Monday, June 09, 2014

Measuring the “harm” of a security breach.
PayTime Data Breach Hits Some Workers Hard
When we think about consequences of hacks or breaches, let’s not lose sight that people may lose their jobs simply because their data was caught up in an incident – even if there was no evidence that their information was misused. idRADAR.com has a good example of that in the aftermath of the PayTime hack. They previously reported other examples of how becoming a victim of hack can cost security clearance and/or jobs, with a follow-up on one such case.
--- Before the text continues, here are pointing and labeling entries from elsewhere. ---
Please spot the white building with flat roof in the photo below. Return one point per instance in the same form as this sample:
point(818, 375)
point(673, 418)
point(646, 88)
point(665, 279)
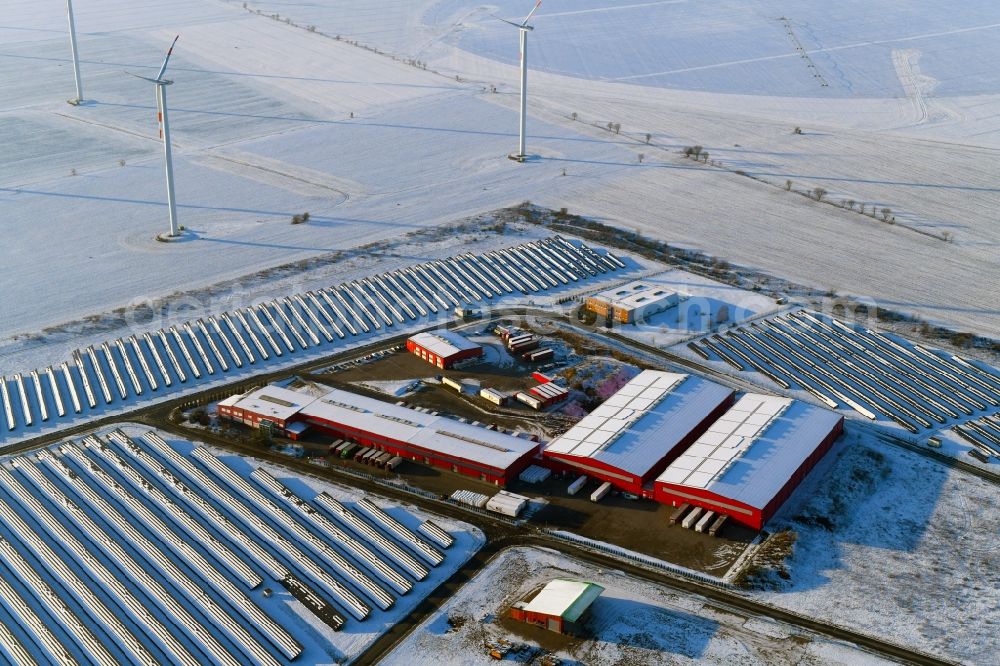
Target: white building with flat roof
point(634, 301)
I don't think I'd put it that way. Still, some interesting assertions.
Upsurge in hacking makes customer data a corporate time bomb
… The reality, cyber security experts say, is that however much they spend, even the largest companies are unlikely to be able to stop their systems being breached. The best defense may simply be either to reduce the data they hold or encrypt it so well that if stolen it will remain useless. [Or take most of it off-line? Bob]
… A report from cyber security think tank the Ponemon Institute showed the average cost of a data breach in the last year grew by 15 percent to $3.5 million. The likelihood of a company having a data breach involving 10,000 or more confidential records over a two-year period was 22 percent, it said.
… Still, a study of 102 UK financial institutions and 151 retail organizations conducted earlier this year by Tripwire showed 40 percent said they would need 2 to 3 days to detect a breach.


So, if I search for information on a company and Google indicates they have “something to hide,” I will expand my search by using search engines that do not comply with the EU rule. Or I may just not invest in that company. (Imagine the impact on politicians!)
Google may soon let you know when it’s required to hide something from you
A European Union court recently ruled that Google must respect the EU’s “right to be forgotten” and remove links to web pages that individuals find embarrassing.
Now, the Guardian reports, Google may soon add a note to its edited search results, indicating that something is missing.
Google already does this with pages from which it’s removed search results in response to DMCA takedown requests, usually as a result of alleged copyright violations.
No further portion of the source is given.